Two days of discussions at the Sept. 7 and 8 meetings of the Medicare Payment Advisory Commission (MedPAC) highlighted the difficulties and complexities that will face policymakers as they consider solutions, as well as some of the implications for specialists as efforts to improve payment levels for primary care physicians continue.
IPAB could start in 2017
One key point that emerged: The Independent Payment Advisory Board (IPAB), which the physician community, including the key organizations representing urology, has so strongly opposed, could kick in next year—despite efforts in Congress to kill it off. The IPAB, established by the Patient Protection and Affordable Care Act, would consist of 15 presidentially appointed and senatorially confirmed advisers. Its job is to propose Medicare payment policies aimed at reducing spending growth.
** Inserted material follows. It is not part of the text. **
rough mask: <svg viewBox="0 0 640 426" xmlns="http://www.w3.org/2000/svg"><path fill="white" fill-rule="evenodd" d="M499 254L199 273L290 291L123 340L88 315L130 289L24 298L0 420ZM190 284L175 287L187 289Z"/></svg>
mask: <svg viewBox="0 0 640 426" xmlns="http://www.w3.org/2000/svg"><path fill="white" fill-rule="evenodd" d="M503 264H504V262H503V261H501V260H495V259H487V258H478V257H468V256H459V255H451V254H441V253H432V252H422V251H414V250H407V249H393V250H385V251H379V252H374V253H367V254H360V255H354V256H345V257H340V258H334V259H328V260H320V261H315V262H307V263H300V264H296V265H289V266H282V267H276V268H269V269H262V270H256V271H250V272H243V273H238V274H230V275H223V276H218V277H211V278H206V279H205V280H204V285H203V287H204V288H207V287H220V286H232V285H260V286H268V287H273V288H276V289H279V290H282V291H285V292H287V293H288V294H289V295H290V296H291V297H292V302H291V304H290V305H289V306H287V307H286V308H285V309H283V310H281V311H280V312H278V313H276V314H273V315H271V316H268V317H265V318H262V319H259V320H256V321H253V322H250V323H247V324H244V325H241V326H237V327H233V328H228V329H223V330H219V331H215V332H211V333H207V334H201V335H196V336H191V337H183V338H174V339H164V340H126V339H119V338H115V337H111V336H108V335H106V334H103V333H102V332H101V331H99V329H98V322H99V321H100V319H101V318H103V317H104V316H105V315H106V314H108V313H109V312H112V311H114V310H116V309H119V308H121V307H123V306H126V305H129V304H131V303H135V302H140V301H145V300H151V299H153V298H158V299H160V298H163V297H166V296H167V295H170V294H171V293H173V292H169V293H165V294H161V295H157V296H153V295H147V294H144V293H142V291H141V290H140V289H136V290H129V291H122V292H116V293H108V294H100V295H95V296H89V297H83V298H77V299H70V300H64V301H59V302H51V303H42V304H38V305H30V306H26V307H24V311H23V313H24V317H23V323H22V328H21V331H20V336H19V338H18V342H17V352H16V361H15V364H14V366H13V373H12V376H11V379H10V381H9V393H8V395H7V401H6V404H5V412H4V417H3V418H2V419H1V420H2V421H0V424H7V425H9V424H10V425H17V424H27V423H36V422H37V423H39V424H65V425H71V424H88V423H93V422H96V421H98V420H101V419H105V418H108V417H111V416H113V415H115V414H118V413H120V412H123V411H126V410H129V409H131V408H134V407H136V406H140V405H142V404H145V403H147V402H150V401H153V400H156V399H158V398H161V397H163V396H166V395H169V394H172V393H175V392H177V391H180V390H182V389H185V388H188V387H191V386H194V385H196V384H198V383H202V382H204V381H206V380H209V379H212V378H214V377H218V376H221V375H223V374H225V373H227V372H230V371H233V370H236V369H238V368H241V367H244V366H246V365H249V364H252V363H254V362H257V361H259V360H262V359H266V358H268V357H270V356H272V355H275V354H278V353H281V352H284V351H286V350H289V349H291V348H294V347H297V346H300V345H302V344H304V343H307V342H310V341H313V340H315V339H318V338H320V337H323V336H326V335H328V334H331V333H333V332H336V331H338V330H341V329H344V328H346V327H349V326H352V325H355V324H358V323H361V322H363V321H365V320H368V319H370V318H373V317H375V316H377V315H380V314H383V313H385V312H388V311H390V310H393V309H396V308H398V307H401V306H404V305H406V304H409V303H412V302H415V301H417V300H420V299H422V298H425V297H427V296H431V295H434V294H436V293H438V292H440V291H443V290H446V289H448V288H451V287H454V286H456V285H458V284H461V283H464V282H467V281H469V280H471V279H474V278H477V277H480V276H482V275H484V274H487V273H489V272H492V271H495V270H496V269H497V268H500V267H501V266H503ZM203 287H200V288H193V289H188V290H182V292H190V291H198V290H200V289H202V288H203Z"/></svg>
Although IPAB members have not been appointed, MedPAC Special Assistant Maggie Herman reminded commission members that the IPAB’s responsibility passes to the Secretary of Health and Human Services, who becomes responsible for making the necessary recommendations should target growth rates be exceeded.
“To date, the target growth rates have not been exceeded,” Herman said. “However, the Medicare actuaries project that it may be triggered next year.”
The IPAB, according to law, cannot ration care, raise beneficiary premiums, increase cost sharing, or alter eligibility. The savings proposed by the IPAB, or the Secretary should it fail to act, automatically become law unless Congress acts to amend or block them within a specific time period. Congress must then produce savings that at least equal the IPAB’s.
MedPAC Senior Analyst Jennifer Podulka outlined a stark forecast for Medicare’s solvency that went far beyond predictions by Medicare trustees, who predict that the Hospital Insurance Trust Fund will run out of money by 2028, 2 years earlier than projected last fall. But Podulka pointed out that Part A services, financed by a payroll tax, are projected to become insolvent in 12 years as payroll tax revenues are not keeping up with Part A spending.
The infusion of baby boomers into the Medicare program and increases in drug costs and some diseases such as diabetes are all contributing to increased costs, she said, predicting that Medicare spending is projected to rise from 3.5% of the economy today to just over 6% by 2040.